Pixel Envy

Written by Nick Heer.

Tuxedo

In February, I was working on a small project for a client which involved implementing some custom-designed form controls. I’m fairly competent with styling just about anything, and creating all sorts of hacky workarounds, but building custom checkboxes and select menus for this client was proving to be tedious. “Why hasn’t anyone built a simple way of doing this with, like, one CSS file?”, I wondered.

So, I made one.

In May, I previewed a work-in-progress form framework on Dribbble. If you’re not familiar with it, my goal was to build a simple stylesheet that could be attached to any HTML file. Designers could add their own resources, and it would Just Work™. I deemed the May preview release the 0.99 version, and noted that “[i]t’s nearly at a feature-complete, deployable point where you’ll be able to build on top of it.” Yeah, right.
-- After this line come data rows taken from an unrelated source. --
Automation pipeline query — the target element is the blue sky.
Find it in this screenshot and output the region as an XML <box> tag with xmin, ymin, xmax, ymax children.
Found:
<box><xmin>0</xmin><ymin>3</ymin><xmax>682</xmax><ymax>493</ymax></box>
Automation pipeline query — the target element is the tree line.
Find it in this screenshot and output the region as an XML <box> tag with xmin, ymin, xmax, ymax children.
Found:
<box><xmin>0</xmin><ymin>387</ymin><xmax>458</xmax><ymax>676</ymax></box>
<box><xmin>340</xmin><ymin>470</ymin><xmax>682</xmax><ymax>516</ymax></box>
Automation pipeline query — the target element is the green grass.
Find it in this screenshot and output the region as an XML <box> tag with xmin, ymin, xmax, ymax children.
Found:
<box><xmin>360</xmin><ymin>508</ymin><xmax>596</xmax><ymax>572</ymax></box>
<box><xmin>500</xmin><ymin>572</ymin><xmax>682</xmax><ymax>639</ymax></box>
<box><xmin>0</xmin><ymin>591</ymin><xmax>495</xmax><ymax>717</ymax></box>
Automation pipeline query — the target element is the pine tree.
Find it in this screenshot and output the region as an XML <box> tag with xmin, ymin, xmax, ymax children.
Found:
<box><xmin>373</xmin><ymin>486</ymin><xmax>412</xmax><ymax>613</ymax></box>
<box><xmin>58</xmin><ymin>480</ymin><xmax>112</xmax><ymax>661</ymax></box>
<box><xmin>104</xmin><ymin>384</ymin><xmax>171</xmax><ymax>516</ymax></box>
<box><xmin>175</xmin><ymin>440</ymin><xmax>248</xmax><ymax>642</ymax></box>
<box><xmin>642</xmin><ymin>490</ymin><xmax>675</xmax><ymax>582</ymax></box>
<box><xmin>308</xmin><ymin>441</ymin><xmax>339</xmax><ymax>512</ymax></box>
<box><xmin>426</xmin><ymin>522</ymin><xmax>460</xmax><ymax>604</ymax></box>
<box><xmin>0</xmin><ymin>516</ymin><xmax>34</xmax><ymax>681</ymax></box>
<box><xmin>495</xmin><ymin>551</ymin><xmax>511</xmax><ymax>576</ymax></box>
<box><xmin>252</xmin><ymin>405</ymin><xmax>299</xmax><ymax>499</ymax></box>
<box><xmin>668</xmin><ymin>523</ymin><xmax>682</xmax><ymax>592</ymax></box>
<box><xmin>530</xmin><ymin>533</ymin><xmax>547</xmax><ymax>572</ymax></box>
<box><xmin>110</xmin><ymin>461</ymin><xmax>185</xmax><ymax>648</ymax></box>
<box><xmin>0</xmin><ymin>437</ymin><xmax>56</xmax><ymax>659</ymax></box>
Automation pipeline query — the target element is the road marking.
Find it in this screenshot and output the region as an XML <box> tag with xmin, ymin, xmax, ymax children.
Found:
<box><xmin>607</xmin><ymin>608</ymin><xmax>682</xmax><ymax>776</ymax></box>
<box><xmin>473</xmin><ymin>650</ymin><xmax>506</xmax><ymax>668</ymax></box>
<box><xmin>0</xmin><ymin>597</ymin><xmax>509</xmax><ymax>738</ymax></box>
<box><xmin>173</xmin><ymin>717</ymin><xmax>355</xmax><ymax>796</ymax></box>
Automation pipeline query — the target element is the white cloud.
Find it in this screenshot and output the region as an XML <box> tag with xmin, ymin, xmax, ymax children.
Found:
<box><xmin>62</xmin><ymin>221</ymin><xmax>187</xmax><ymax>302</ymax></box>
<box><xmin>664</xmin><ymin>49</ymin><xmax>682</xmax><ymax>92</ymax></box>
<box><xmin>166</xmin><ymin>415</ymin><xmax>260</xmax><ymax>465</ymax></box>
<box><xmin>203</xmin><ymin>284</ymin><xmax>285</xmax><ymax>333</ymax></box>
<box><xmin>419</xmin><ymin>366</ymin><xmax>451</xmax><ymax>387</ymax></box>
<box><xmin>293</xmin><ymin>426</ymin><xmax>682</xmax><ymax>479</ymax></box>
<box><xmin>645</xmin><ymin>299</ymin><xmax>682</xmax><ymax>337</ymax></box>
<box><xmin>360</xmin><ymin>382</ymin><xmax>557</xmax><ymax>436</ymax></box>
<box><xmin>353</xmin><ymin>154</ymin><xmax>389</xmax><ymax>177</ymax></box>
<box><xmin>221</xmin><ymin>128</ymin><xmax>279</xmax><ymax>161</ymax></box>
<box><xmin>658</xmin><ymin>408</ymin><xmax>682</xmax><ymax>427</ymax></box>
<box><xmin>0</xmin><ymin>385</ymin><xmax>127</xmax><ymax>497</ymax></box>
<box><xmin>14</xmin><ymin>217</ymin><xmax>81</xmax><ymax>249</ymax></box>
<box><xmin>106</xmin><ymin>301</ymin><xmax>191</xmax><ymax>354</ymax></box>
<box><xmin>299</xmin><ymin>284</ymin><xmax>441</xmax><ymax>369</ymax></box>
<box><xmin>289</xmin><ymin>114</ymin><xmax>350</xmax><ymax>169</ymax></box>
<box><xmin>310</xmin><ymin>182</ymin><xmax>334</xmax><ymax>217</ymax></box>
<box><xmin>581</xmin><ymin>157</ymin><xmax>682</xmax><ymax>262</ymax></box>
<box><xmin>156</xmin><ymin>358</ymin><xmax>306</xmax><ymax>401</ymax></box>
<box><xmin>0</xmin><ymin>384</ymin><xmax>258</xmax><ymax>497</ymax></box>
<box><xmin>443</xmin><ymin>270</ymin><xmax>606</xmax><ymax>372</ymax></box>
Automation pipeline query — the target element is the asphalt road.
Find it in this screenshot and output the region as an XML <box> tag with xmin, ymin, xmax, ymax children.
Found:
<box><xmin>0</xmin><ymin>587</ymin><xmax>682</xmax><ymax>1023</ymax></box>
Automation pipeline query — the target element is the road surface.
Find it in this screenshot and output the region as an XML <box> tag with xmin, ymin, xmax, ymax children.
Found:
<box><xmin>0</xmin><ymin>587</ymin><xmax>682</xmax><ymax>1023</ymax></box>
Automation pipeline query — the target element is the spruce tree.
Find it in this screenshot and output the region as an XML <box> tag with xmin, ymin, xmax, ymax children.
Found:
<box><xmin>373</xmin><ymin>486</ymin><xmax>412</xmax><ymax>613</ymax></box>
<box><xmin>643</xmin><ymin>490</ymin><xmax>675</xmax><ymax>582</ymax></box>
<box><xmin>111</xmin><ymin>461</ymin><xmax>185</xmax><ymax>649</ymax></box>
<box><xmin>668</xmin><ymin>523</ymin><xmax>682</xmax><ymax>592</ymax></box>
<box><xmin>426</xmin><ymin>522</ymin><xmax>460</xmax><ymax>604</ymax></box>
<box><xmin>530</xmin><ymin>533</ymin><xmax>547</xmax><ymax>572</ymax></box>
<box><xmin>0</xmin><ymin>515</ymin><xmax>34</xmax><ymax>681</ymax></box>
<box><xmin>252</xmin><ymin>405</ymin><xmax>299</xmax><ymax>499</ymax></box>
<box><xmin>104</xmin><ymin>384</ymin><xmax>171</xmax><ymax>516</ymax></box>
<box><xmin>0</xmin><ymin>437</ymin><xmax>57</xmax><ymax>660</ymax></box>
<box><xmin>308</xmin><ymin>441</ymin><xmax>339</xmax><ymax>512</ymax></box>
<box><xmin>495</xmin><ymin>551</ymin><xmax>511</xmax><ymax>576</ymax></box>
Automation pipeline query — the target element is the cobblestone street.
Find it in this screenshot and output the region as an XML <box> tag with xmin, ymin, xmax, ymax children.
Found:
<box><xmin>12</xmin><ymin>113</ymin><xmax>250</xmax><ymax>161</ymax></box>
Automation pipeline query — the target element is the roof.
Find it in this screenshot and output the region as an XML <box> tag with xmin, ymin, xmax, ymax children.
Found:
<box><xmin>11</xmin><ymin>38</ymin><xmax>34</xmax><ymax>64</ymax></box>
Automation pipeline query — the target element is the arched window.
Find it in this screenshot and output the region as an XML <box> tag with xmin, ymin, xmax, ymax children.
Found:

I was cross-browser testing this framework in preparation for rolling it out to the masses when I noticed a problem in Firefox. My placeholder controls are supposed to look like this:

Tuxedo, WebKit

They render this way in all WebKit-based browsers, such as Safari, Chrome, and mobile browsers. The latest versions of Firefox, though, decided to render those same controls like this:

Tuxedo, Gecko

Why Firefox running on any operating system made in the past ten years renders the drop arrow in a select box like a button in Windows 95 is a mystery of the nerdiest calibre. I checked my CSS, and it looked absolutely fine. Firebug showed that it was interpreting my code correctly, so it apparently was not an issue. It should have been displaying the correct way, as in Safari and Chrome. It just wasn’t.

I started poking around online to see if anyone else had run into a similar issue with radio buttons, checkboxes, or select menus. These were the three components that were not showing the correct styling. It turns out that these are both known issues with Firefox: the year-old 649849, and the four year-old 418833.

Initially, I approached this as a fun and interesting challenge. My self-imposed limitation for this form framework was a single CSS file, and additional placeholder graphics. Is it possible to overwrite the default presentation, with a weird bug, using only a single stylesheet?

I had hoped this post would be a little bit of self-aggrandizement, showing how I worked around a couple of nasty bugs in a browser of decreasing quality. The initial premise for this was strong, after all. I worked around the inability for checkboxes to be styled by making an unordered list that looked and behaved like a checkbox, and placed it under a 0% opacity <input type="checkbox">. It worked, and it was beautiful.

But this method doesn’t work for radio buttons because it doesn’t deselect other options. Put another way, it allows for multiple radio buttons to appear to be selected. Select boxes are even more challenging to work around.

This, therefore, is an admission of defeat. The reason nobody has made a cross-browser, single CSS file solution for the tedious ways of styling form controls is because Firefox, and a couple of old bugs which are unlikely to be fixed, make it impossible.

The form framework has been officially named Tuxedo (it’s formal!). I am currently waiting for these bugs to be fixed before releasing it in both a CSS file, and a truly awesome LESS file. When those bugs are fixed, this will be the hands-down easiest way to build custom forms that work everywhere. Until then, sorry.